Je m'effondre. Nous sommes au
crépuscule de 2019 et maman a une tumeur qui lui ronge le cerveau.
Je n'ose l'appeler, mais ma nièce
me rassure. Elle semble bien, une bonne voix juste qu'elle est un peu confuse.
Alors je l'appelle... "Maman, c'est moi... ben, qu'est-ce que tu fais, tu
devais descendre, on devait fêter Noël ensemble ? "..... "Barbara, je
crois que je ne reviendrai jamais...". Ma voix s'étrangle, surtout ne pas
pleurer. "Mais non, maman, ça va passer".
Mais mon dieu, comme c'est
compliqué, comme c'est difficile. Il y a encore 24h je lui parlais, elle était
chez Morgane et ils allaient manger, elle avait mangé le midi au restaurant
avec toute la famille et là, je parlais avec une femme qui ne savait plus où
elle était, qui se perdait dans le temps, qui annonçait sa mort...

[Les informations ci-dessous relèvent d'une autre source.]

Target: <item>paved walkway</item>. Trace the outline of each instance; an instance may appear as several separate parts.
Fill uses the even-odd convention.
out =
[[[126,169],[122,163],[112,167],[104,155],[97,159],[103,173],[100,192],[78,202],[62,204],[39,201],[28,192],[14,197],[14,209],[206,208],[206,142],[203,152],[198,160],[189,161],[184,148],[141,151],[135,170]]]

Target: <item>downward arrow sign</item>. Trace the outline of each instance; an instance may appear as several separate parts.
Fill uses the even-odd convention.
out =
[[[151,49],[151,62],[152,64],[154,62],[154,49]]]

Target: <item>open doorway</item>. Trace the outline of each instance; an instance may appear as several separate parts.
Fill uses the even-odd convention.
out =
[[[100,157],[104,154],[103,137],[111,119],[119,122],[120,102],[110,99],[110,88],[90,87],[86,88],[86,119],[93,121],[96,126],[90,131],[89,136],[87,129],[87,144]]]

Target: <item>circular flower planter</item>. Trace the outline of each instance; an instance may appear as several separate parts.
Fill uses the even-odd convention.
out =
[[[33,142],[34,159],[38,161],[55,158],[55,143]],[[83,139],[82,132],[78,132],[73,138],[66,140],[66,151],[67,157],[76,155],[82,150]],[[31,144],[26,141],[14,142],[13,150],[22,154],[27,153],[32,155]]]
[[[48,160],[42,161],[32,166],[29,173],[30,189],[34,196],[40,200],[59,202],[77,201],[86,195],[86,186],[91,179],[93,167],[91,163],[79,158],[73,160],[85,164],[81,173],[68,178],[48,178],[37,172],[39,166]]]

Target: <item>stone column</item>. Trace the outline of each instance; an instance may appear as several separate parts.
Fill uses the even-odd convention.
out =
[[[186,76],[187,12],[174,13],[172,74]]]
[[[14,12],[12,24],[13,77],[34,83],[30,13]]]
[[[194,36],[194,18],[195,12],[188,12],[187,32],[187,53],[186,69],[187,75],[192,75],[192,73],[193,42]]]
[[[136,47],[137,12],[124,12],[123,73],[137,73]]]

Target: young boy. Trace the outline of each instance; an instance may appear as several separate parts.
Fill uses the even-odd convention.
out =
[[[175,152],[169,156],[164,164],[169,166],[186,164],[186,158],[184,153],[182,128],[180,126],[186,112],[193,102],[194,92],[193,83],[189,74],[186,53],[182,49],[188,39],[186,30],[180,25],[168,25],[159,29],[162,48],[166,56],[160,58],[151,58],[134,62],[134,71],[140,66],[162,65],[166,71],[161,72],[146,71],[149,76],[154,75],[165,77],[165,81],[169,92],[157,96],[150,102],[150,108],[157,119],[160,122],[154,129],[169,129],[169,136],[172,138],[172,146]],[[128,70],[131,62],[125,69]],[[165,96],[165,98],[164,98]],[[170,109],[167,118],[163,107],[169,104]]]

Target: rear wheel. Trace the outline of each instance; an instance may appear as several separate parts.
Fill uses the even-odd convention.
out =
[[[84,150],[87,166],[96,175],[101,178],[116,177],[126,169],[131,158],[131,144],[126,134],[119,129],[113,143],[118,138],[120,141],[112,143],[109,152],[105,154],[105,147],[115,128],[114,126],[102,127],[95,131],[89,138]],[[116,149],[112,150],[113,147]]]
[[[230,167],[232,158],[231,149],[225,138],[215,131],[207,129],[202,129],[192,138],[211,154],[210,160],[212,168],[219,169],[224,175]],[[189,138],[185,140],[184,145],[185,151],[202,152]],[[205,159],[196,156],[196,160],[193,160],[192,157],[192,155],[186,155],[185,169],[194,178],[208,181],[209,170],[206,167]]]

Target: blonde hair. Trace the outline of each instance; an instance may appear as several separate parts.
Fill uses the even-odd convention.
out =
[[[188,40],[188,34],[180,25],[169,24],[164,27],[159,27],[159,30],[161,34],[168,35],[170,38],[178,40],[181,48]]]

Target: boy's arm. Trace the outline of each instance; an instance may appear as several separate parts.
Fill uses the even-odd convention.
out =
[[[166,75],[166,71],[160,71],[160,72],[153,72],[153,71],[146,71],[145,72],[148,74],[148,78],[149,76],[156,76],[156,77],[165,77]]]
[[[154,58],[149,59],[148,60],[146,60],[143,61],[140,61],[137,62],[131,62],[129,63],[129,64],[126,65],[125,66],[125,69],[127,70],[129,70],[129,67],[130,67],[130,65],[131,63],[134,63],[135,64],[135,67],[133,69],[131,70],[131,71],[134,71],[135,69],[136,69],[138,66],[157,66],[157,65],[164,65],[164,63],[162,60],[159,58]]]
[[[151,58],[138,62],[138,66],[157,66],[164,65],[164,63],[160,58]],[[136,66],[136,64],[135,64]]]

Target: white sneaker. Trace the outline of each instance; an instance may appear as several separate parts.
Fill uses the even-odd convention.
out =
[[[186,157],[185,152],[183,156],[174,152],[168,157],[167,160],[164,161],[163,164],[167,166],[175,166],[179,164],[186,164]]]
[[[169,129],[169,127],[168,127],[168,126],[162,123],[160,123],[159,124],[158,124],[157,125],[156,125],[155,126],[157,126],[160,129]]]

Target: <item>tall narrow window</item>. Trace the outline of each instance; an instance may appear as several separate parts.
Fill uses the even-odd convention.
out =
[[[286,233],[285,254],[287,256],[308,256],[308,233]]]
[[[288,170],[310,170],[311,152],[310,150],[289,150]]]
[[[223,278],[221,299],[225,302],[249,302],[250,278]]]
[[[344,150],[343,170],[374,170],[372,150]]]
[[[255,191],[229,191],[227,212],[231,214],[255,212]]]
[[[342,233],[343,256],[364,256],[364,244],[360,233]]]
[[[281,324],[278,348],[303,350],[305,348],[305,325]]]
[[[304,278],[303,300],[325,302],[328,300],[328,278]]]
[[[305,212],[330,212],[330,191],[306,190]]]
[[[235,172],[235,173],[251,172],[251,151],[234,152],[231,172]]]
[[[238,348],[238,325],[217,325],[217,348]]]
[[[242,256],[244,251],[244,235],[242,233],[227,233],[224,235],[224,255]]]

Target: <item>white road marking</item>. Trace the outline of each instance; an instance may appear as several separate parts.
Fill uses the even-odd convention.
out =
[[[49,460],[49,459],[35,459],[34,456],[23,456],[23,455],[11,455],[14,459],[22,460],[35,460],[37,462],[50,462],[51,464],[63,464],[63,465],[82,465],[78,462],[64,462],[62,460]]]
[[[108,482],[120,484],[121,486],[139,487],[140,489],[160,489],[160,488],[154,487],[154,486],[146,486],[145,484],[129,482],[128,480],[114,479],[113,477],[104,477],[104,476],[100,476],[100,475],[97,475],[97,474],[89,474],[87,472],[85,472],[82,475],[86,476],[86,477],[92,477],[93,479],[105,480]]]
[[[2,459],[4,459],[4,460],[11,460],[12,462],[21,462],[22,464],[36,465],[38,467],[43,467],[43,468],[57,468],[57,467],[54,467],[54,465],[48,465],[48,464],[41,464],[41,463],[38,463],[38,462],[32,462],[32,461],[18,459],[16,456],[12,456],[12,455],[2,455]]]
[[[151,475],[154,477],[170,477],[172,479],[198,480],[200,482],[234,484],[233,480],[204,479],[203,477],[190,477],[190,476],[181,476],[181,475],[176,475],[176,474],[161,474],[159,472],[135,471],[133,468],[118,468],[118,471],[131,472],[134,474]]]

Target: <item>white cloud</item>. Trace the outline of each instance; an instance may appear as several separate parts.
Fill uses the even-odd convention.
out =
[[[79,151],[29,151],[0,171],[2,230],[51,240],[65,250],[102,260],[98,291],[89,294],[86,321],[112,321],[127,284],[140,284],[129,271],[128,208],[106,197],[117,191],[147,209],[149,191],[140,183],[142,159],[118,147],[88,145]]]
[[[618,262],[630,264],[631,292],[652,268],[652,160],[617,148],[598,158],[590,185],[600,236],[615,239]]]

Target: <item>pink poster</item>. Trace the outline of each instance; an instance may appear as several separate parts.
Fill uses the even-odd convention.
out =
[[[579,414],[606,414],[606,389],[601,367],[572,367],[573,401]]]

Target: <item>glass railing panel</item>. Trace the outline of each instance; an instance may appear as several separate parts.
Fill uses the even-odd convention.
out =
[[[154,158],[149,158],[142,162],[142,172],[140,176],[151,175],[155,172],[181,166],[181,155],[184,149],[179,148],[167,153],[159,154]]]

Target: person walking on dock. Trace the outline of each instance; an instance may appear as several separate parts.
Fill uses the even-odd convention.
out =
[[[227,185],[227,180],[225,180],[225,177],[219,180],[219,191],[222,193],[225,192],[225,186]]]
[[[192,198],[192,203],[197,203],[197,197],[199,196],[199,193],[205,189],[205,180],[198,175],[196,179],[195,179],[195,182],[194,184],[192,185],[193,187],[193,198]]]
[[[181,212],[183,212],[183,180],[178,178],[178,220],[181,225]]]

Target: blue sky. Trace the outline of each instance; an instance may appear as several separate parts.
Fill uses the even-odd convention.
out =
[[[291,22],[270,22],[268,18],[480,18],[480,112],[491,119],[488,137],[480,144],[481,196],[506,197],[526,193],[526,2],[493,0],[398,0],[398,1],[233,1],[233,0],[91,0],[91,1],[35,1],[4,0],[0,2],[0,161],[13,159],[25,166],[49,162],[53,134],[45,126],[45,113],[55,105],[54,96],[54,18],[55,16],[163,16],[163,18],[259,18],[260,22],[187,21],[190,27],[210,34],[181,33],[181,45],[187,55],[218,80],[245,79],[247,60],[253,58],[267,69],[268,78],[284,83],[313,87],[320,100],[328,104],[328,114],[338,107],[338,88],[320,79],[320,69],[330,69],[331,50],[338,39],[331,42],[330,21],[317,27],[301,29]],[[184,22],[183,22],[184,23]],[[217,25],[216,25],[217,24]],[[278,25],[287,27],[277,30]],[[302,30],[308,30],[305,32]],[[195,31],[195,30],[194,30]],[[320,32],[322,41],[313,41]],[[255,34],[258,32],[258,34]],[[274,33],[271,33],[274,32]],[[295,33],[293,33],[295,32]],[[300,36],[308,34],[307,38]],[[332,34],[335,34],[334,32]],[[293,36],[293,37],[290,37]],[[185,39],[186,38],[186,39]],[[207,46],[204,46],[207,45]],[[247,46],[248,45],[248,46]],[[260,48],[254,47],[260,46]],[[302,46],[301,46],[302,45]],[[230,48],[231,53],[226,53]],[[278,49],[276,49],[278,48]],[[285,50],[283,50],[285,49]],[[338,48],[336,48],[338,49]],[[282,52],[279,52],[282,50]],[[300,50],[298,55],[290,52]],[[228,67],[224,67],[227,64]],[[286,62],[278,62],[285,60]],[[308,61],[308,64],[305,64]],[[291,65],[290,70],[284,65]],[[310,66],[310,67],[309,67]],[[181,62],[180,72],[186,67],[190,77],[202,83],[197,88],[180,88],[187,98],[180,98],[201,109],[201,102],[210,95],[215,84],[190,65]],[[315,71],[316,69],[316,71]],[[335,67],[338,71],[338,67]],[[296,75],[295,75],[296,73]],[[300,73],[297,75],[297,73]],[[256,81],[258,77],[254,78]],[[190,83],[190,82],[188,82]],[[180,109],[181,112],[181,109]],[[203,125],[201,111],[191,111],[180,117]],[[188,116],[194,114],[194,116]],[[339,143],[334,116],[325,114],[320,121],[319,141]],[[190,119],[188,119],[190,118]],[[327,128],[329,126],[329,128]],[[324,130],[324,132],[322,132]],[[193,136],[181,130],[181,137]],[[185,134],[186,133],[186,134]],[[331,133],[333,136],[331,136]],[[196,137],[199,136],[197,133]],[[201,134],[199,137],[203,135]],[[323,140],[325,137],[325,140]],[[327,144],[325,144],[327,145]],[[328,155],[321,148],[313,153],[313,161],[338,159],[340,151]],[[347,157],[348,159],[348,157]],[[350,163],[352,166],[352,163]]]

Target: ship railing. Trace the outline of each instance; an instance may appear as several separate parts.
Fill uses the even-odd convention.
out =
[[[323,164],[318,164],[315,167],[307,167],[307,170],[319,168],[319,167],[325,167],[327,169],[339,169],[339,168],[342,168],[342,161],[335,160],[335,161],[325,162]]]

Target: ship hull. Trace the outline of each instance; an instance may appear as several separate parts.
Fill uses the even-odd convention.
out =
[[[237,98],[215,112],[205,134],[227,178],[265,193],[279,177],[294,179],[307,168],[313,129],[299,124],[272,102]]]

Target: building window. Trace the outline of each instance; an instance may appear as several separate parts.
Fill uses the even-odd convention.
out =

"Barbara, tu viens à quelle heure
? «.. "Maman, je suis loin, on va voir ce que disent les médecins"
Je suis passée par des pleurs...
comment puis-je perdre ma mère comme ça. Elle est là, mais ce n'est plus elle !
Nous sommes le 31 décembre et cet après-midi,
nouvel IRM pour connaitre l'ampleur des dégâts, peut être des décisions à
prendre et surtout la décision à prendre de la redescendre à Nice où elle sera
plus entourée que dans cet hôpital d'Annecy où elle a été transférée à 140 km
de Chamonix.
Moi qui n'ai jamais eu de soucis de
sommeil, même pendants la maladie de mon père, me voilà aux prises d'insomnies.
Je suis épuisée moralement, physiquement mais mon cœur est tellement douloureux
que je n'arrive pas à fermer l'œil. C'est une pilule qui m'y a aidé cette nuit,
sans doute une des seules fois de ma vie.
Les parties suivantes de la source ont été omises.